London, 12 Aug - International Youth Day on 12th August is a celebration of young people and a recognition that they are essential elements of change. It encourages the inclusion of young people in peace and security agendas and reaffirms their role in society. International Youth Day is also an encouragement of their ability to play a part in deterring and resolving conflicts.
This year’s International Youth Day was centred on “Youth Building Peace”. The United Nations said it was “dedicated to celebrating young people’s contributions to conflict prevention and transformation as well as inclusion, social justice, and sustainable peace”.
This could not be any more relevant to the brave young people of Iran who are the catalyst for change in their country. They are fighting for all sorts of freedom in their country, including freedom of speech, freedom of expression, freedom of religion, freedom of the press, and so on.

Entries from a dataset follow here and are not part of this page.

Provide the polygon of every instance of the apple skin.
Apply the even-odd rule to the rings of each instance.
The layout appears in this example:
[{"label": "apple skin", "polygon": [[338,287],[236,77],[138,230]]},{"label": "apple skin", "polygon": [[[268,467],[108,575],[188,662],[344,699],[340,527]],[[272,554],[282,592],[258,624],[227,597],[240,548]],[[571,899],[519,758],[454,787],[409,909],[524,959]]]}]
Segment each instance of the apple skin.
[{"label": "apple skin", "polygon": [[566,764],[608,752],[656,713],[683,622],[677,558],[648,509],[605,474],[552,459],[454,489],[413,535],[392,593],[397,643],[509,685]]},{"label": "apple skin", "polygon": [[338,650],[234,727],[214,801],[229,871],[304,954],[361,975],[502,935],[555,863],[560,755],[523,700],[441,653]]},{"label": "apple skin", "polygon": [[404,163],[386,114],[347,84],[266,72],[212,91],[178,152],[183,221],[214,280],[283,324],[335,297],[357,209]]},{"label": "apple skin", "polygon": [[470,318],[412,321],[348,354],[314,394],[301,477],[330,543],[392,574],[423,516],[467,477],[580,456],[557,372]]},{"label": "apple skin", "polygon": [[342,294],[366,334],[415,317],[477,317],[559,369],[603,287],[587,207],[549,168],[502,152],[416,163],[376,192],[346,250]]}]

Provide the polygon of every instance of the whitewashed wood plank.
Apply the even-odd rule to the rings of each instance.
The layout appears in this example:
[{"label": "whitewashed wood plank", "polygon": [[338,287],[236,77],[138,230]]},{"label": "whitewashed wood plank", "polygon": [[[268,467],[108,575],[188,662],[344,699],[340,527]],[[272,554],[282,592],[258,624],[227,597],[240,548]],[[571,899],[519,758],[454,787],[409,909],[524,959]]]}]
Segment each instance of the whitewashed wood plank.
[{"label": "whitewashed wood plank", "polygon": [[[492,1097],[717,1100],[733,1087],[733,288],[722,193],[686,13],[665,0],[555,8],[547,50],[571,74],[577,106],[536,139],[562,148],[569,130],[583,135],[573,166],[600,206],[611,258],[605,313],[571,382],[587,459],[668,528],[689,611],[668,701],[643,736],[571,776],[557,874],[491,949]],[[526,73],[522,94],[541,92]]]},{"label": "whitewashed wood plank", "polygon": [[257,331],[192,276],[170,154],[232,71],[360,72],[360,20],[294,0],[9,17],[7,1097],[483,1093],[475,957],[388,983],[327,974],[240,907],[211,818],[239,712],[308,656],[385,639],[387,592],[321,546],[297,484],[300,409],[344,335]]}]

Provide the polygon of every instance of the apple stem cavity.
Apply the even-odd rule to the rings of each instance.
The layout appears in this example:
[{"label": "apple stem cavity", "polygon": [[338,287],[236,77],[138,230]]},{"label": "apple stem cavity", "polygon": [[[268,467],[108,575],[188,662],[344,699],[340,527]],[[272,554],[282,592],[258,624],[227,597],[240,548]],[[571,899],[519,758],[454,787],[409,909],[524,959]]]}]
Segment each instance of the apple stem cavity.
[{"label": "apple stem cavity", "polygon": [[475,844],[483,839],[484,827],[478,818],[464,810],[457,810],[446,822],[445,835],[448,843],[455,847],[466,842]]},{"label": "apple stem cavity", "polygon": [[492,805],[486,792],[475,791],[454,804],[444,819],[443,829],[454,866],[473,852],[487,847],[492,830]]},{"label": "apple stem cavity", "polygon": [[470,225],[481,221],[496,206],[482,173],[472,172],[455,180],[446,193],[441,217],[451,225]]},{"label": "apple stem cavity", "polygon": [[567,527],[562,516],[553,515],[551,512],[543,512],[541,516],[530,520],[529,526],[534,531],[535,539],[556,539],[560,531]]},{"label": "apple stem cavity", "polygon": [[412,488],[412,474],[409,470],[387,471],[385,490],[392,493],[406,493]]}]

In fact, the people of Iran are so repressed by the leaders of their country that they are not yet able to experience any kind of freedom without fear of retribution from authorities.
In Iran, universities are closing and young people are forced into going to war. The wealth of the nation is plundered on the spread of fundamentalism and terrorism. This has left the young people of the country unable to contribute to peace in the world.
The number of young people in Iran is one of the highest in the world. There are around 23 million of them. But unlike some countries in the world, they are facing high levels of unemployment. Almost 15 million of them are unable to find a job, even the 4.5 million who have a university degree. Just over 30 years ago, almost three-quarters of university graduates were able to get employment once their education had ended. Six years ago, the rate had fallen to less than half.
Faced with such difficult circumstances, it is unfortunate that many of the millions of drug users in Iran are young people. State media reports that the average age of drug users is now 20. It also reports that the number of users has doubled since 2011. These statistics should be taken with a pinch of salt as the regime is known to wildly underestimate such calculations. And of course, it has no way of tackling the problem. Considering that the country’s Islamic Revolutionary Guards Corps (IRGC) is involved in the drug trade as a way of curbing the threat of young people, it is expected that no solution will ever be presented by the authorities.
However, the young people in Iran want human rights restored. They are increasingly protesting about the executions that are carried out on a daily basis and want nothing more than regime change. The international community first needs to be aware of the circumstances the young people are dealing with. Then, it needs to stand shoulder to shoulder with them in their struggle for freedom.